What if your child screams every time you put them down to bed?
- Preparation is key! A consistent and repetitive bedtime routine will help your child to feel secure. Check out my blog: How to create a bedtime routine that works!
- Explain to them the steps before bedtime. It is important try to squeeze in a little 1:1 time just before bed in the environment they will be sleeping in especially if your child is experiencing anxiety.
- Lots of positive talk about their room and time in there during the day. This enhances that it is a positive space.
- Preparation before bed and explanation on where you will be once they shut their eyes (make it boring) can feel reassuring to a child.
- Stay calm and consistent relaxed and confident. I know it can be super frustrating, I get it! Acknowledge your feelings of anxiety or anger and give yourself a pep talk. Have a plan beforehand to set yourself up as best as you can.
- Stay calm and consistent once you’ve decided your plan and keep the departure simple and short.
- Let them know you would prefer them not to scream because they are safe, and you will be checking on them. Screaming or tantrum behaviour will not mean that bedtime is over.
- Even if your child doesn’t fall asleep initially this is ok! Stay consistent as purposefully not going to sleep can be heightened by their development of self-awareness and independence.
- Talk about what you will do together in the morning as a distraction or talk about something completely random that draws in their attention. Talk about what they would like as a reward for showing good behaviour or explain to them a reward you will be giving them.
- We want to offer comfort but not to the point whereby you end up sitting next to them until they are asleep and then sneaking away. This can actually end up making things worse! Short and boring even if it means more frequent visits until they are asleep are best.
- There is definitely no quick fixes and it can take lots of love, patience and consistency to improve the situation.
- Make sure the awake time, amount of naps and duration are age appropriate. Check out my Instagram posts for information on awake times and amount of naps recommended for each age to ensure they are not under or overtired.
- A comforter can bring your child extra security when they are away from you.
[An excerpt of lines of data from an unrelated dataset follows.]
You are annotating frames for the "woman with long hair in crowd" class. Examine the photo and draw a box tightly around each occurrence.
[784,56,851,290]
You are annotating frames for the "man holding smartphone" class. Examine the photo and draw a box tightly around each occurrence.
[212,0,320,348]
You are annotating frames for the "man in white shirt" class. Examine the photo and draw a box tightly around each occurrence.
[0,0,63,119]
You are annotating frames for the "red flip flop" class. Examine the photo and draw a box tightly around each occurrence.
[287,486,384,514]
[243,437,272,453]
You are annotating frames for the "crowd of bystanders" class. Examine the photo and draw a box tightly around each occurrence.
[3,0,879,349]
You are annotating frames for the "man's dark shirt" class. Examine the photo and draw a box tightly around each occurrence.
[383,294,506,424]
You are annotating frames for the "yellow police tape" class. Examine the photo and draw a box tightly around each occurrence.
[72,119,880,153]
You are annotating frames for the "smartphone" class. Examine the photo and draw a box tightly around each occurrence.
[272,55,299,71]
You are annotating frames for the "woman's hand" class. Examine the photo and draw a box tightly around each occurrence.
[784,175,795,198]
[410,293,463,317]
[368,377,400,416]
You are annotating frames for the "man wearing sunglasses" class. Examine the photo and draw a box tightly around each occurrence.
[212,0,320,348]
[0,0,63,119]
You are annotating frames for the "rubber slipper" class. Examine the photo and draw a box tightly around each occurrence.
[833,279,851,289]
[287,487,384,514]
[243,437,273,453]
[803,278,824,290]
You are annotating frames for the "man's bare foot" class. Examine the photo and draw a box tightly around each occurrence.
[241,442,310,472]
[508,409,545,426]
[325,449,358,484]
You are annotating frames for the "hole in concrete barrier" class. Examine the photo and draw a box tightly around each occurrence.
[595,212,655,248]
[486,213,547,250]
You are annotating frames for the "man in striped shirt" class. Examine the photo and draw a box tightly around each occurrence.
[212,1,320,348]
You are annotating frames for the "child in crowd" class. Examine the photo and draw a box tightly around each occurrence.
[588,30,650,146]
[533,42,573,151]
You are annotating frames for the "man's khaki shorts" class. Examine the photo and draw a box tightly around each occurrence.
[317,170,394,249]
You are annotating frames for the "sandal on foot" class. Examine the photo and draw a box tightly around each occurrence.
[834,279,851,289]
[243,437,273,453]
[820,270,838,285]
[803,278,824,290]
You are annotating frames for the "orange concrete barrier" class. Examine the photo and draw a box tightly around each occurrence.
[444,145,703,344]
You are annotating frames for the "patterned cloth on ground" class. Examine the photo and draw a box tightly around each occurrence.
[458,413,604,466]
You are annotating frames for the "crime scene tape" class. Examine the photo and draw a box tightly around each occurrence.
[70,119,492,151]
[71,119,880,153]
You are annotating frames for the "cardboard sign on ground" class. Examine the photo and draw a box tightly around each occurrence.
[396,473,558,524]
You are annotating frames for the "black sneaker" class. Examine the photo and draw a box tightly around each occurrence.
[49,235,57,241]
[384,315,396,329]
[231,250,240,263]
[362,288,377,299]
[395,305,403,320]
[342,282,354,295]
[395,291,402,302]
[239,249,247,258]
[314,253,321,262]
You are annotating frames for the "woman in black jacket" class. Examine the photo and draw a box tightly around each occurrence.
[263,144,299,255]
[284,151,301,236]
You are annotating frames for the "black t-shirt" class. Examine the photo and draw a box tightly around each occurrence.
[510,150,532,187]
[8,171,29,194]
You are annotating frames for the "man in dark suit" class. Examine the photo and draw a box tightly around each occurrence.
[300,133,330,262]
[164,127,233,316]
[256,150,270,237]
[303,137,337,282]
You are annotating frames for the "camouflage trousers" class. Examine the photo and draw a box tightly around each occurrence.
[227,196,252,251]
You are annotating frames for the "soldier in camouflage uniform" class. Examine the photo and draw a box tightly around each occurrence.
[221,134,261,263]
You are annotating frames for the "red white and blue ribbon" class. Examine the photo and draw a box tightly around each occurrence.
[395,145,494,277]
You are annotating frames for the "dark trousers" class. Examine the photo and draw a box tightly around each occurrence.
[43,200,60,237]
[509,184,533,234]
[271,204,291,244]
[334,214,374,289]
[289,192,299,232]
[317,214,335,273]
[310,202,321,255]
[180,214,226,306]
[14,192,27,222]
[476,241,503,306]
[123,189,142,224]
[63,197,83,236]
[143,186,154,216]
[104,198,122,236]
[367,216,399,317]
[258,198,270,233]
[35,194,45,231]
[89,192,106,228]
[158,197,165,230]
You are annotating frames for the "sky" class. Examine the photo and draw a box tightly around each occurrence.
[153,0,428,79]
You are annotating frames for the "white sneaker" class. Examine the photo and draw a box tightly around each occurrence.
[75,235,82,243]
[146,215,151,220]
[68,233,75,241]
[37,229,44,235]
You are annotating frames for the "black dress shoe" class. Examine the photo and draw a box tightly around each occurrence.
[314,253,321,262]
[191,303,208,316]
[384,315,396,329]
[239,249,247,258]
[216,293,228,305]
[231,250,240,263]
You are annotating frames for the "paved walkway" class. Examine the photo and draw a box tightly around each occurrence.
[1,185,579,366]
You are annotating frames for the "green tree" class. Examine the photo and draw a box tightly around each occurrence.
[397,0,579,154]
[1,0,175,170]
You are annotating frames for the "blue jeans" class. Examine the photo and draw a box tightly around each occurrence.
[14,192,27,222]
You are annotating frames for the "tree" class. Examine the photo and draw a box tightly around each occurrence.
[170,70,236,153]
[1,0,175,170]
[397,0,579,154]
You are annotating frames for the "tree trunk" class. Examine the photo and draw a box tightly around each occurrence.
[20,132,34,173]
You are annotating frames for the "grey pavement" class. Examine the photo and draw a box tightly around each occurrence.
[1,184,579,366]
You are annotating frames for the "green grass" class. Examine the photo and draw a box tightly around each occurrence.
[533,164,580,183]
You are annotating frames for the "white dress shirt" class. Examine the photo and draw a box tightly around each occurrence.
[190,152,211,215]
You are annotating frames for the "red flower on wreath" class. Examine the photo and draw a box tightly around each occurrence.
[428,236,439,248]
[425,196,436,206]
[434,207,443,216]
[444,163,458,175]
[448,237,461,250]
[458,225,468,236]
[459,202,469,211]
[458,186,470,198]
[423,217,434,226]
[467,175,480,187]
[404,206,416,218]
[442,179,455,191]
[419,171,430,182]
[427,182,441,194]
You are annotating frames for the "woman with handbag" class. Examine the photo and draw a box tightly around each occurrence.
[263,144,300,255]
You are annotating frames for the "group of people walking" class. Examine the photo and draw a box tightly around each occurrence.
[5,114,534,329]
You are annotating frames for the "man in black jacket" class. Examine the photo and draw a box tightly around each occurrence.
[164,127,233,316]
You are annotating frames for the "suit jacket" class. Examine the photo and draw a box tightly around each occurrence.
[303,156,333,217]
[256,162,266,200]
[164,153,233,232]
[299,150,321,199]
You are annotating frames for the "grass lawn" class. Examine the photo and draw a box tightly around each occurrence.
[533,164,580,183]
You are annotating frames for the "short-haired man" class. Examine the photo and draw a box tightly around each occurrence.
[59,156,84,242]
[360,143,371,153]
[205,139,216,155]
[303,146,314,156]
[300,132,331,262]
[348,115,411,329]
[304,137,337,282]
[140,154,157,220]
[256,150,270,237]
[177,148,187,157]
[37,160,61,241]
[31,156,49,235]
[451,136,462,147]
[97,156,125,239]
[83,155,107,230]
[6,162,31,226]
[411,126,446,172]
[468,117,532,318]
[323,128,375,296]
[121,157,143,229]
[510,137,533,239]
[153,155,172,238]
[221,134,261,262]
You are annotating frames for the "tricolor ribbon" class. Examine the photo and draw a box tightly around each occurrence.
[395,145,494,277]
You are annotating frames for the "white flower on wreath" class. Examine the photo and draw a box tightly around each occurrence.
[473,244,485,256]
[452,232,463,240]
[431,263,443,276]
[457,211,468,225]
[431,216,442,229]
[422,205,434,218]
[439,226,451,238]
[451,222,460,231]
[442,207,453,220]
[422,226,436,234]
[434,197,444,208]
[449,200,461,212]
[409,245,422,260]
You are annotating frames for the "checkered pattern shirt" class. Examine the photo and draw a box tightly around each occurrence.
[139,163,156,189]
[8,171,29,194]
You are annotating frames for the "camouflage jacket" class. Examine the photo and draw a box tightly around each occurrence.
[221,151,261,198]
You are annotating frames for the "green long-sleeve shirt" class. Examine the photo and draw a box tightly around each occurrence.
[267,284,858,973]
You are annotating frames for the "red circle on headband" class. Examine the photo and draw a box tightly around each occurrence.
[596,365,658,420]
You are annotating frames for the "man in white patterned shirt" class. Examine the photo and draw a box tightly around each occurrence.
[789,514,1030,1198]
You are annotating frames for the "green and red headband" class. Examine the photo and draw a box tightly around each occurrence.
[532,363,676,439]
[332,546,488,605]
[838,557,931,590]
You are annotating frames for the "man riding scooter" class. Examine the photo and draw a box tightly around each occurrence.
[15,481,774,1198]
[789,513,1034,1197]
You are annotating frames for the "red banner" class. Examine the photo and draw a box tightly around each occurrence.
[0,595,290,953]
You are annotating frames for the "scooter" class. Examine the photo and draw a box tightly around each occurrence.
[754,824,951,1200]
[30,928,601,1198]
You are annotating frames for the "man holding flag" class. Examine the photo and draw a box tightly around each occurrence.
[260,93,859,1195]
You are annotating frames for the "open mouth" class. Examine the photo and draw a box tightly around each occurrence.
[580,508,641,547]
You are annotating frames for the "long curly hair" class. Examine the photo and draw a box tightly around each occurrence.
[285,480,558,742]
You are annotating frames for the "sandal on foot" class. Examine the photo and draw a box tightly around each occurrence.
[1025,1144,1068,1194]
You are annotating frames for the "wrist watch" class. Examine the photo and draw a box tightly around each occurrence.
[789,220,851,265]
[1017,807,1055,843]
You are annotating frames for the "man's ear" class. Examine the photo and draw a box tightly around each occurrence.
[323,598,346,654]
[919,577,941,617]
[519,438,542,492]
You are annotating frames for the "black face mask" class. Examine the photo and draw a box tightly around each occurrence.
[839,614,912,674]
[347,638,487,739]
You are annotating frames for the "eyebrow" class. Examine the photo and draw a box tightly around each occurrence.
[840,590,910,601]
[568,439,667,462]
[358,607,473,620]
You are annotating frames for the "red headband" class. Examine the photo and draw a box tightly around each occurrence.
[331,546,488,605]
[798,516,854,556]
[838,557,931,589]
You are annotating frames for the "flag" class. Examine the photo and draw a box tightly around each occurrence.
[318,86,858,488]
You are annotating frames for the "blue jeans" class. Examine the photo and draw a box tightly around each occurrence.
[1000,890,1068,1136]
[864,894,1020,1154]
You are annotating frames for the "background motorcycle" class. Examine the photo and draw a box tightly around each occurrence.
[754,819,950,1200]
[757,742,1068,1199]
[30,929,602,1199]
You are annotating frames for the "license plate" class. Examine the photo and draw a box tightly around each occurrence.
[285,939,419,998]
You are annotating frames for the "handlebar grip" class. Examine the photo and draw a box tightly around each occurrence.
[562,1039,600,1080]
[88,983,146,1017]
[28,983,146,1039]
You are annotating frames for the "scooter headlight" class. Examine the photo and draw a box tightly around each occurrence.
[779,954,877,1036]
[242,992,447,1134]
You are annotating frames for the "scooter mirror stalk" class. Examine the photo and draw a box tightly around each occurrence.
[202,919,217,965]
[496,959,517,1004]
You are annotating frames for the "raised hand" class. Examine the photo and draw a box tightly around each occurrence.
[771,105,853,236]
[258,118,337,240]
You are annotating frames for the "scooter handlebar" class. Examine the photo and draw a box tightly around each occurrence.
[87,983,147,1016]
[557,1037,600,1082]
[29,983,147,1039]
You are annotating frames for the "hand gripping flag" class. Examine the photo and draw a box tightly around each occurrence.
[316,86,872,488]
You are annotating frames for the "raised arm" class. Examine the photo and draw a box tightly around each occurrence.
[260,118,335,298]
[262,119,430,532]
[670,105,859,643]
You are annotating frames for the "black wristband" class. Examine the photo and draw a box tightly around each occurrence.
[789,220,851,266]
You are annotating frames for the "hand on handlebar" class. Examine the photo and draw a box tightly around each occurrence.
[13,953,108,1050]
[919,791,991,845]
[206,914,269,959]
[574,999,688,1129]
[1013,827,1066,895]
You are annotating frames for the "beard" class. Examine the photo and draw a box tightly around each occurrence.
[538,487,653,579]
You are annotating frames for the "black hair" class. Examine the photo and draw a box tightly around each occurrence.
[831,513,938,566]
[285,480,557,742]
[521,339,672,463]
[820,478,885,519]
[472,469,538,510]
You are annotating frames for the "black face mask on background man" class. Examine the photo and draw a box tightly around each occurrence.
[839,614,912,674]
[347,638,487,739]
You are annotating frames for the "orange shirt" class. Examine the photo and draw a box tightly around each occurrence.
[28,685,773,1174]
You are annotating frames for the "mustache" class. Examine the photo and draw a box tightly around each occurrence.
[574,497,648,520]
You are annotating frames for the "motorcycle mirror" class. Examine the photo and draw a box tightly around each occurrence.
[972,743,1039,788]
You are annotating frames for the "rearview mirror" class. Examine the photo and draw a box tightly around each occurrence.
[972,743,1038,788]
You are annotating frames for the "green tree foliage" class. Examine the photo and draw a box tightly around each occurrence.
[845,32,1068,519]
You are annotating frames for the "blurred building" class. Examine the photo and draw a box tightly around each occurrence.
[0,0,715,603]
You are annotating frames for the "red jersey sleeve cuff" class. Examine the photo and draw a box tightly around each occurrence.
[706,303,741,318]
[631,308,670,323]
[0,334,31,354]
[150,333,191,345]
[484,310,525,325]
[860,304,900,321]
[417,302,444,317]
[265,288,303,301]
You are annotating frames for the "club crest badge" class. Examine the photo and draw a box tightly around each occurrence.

- Short, sharp and precise sentences are better than long drawn out explanations.
- Extra comfort may be necessary overnight when they wake, but these events should be short and boring. Remember separation anxiety is developmental so lots of extra attention during the night such as reading a story will not make it go away. This time will pass.
- Be confident with all the extra work you’ve been putting into the separation anxiety during the day and know that they are safe, and you are supporting them.
- If they are around 2 years old, you may like to consider a red night light if the anxiety is fear based.
- If you are worried, sad or angry, your child might think it isn’t safe and can get upset too.
- No matter how frustrated you feel, avoid criticising or being negative about your child’s difficulty with separation. Take a break and let off some steam if you need or open up to someone and discuss the situation away from their little ears!
Normal responses after a separation
When you begin to practice separation, some children will pretend to ignore their parent on return. Some will act angrily or increase their clinginess and tantrums. Night waking and bedtime struggles can also become more frequent post a separation. This is why it is important to acknowledge your child’s feelings and how much you missed them during the day with some extra hugs and attention but not to transfer your guilty or anxious feelings onto them during the night. Other children seem to have a joyful reunion!
Experiencing separation anxiety with your child does not mean you have to stop leaving them. It’s about being available to them but continuing with your normal routine and limits. Routine, structure, and reasonable limits without much change will actually help them to continue to feel more secure in the long run. Separation anxiety shouldn’t put you off sorting out sleep problems, waking and night visits if you don’t want them to continue.